The vans i have had with ovens have been sold with ovens unused,i usually precook extra portions at home freeze then reheat in van,i use a Tefal saute pan and a brilliant toast maker you use on the hob(i did miss toast).

Hymer U.K. would supply and fit one for you,or if you are ok with diy Peterboro Show is on next week where traders will have them for sale.Hope this helps.............


----------



## Sundial (May 11, 2005)

*Hymer - lack of oven*

 Thank you for that information - I wondered what they do in the depth of winter? We will attempt to get to the show - we were at Malvern but were still looking for a van at that stage - found one within 25 miles of home in the end!


----------



## 88724 (May 9, 2005)

Germans tend to eat out, Crusty rolls are breakfast fare, toast doesnt really figure in the German diet. Many UK vans never have the Oven used either, some people never use the on board loo or shower either, often makes me wonder why they get a motorhome !

If your going to be a site wallah, a small combi Microwave Grill Oven would be OK. these are quite easy to mount securely.

Geo


----------



## Texas (May 9, 2005)

*HYMMI* said 'a brilliant toastmaker you use on the hob'.

Any chance of a piccy/description of the toast maker?

We have a 'hob type' toast maker, but it's not very impressive.

Ours is about the size of a video tape cassette, but tends to dry out the bread before it ever gets toasted...and it takes ages.

Texas


----------



## hymmi (May 9, 2005)

Hi Texas,

Sorry cannot get pics on,  .

These are australian and sold by the firm that make the skillit's everyone use's,cost about £6.It is 41/2 x 61/2 .

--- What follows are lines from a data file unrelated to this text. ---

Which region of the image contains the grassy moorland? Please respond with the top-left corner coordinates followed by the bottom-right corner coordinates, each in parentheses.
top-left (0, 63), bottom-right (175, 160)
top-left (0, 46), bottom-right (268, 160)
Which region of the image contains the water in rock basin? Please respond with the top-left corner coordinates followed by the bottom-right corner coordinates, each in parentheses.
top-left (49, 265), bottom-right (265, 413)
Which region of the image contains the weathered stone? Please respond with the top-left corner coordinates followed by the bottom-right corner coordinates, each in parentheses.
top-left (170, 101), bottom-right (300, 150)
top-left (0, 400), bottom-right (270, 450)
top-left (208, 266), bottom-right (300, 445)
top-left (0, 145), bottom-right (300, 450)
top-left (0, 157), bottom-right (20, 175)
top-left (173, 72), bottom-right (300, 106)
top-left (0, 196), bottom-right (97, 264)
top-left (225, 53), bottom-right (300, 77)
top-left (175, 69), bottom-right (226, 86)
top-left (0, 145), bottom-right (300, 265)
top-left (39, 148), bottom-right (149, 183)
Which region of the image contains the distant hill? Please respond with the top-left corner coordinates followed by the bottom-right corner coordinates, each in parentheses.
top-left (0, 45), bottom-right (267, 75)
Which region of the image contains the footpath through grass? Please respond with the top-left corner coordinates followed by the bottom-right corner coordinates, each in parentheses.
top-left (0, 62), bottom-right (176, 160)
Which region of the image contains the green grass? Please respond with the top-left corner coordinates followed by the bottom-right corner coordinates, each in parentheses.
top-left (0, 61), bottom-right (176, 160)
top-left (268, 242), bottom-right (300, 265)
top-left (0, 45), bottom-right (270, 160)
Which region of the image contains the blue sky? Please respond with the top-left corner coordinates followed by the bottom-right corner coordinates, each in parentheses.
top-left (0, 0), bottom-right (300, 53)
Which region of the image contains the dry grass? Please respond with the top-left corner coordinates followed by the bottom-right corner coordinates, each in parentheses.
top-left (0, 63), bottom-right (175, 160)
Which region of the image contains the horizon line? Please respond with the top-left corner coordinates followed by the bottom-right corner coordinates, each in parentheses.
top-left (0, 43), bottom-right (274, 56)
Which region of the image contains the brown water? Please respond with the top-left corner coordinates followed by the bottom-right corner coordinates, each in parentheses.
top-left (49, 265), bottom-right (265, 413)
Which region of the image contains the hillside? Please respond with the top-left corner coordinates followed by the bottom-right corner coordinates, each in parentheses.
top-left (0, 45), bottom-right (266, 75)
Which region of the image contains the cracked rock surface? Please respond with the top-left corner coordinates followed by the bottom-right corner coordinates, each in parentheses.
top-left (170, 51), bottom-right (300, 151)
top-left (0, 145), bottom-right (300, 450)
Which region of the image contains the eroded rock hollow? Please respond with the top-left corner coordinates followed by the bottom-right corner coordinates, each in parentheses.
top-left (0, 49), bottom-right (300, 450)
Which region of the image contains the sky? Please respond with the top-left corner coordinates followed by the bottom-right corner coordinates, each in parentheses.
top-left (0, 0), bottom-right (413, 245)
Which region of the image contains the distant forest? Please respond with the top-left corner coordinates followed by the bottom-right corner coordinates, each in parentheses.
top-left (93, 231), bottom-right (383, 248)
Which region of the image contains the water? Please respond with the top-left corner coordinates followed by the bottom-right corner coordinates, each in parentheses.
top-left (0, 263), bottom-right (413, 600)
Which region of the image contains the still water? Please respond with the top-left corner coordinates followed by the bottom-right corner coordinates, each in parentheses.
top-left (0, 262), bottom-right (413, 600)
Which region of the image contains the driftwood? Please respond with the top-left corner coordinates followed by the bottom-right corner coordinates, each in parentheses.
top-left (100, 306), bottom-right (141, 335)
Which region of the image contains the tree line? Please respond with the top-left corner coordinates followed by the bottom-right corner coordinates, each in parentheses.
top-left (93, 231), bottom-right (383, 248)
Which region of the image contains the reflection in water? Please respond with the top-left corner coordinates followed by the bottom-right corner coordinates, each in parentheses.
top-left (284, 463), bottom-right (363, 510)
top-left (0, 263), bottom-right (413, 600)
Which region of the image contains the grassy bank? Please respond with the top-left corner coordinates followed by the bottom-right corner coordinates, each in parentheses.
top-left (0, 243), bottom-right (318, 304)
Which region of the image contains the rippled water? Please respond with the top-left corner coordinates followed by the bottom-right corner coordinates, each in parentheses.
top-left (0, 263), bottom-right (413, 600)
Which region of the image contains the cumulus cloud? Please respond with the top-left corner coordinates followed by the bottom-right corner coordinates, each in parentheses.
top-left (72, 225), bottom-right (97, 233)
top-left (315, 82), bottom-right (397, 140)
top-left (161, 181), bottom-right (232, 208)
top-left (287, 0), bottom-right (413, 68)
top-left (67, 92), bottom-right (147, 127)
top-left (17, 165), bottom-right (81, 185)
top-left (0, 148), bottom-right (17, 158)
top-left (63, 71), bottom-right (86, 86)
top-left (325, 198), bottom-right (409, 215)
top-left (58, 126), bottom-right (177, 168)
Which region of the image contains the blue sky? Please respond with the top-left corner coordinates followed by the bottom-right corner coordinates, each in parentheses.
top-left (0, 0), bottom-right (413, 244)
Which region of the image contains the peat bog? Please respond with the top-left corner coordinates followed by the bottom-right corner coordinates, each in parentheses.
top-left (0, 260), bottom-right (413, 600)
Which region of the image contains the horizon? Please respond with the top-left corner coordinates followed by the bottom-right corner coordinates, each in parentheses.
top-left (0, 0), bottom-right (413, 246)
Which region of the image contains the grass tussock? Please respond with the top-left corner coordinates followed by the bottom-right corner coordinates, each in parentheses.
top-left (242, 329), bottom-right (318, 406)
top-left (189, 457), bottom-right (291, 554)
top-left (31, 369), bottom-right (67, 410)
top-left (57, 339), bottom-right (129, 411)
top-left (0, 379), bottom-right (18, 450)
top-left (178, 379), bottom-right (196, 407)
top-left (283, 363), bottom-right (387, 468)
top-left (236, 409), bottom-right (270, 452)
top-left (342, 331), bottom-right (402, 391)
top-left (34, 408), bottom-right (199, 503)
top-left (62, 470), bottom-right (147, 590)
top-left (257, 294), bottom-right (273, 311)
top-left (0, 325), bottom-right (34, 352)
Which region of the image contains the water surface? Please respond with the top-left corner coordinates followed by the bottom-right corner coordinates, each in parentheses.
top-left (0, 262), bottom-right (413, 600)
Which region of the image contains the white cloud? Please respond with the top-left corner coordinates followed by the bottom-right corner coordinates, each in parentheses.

If you pm me your e-mail address i will take pic and send it to you.It really is as good as grilled toast.

I have picture if anyone wants to put it on for me.


----------



## Texas (May 9, 2005)

Thank you himmi, I don't know, but I think *pm* must mean 'post a message'? Any way my email address is: *[email protected]* thanks for taking the trouble.

My apologies for crashing this thread.

Texas


----------



## hymmi (May 9, 2005)

Hi Texas,

That was me altering my post......

This is address to send for them D & F Promotions.Greenways Farm.Flaxlands.Carleton Rode.Norfolk.NR16 1AD 01953 789175


----------



## Texas (May 9, 2005)

Thanks again himmi, I think I may have one, does yours have a mesh type section for resting the bread on above a box like doings? 

Does it collapse flat when not in use?

I'm going to pop over to my garage and have a look.

Texas


----------



## Anonymous (Nov 10, 2000)

I rather like the Rayburn although Rangemasters are quite good. Might be a squeeze though.


----------



## rod_vw (May 10, 2005)

Hi new Hymer owner,

Sorry I cannot reply with any knowledge of the Hymer but you may try this site as a start http://www.calormarineshop.co.uk/acatalog/SMEV_marine_cookers.html. Yes I know it looks 'non camper' but it's a good introduction to the SMEV range.

There are many suppliers in our camper world but I personally start with Autocraft at Staveley, Chesterfield www.autocraftcaravans.com.

I hope that this helps.

Rod


----------



## hymmi (May 9, 2005)

Hi again Texas,

It has diffuser on bottom about one inch gap then mesh,yes folds flat.

What's in the garage then,this sounds ominous 8O


----------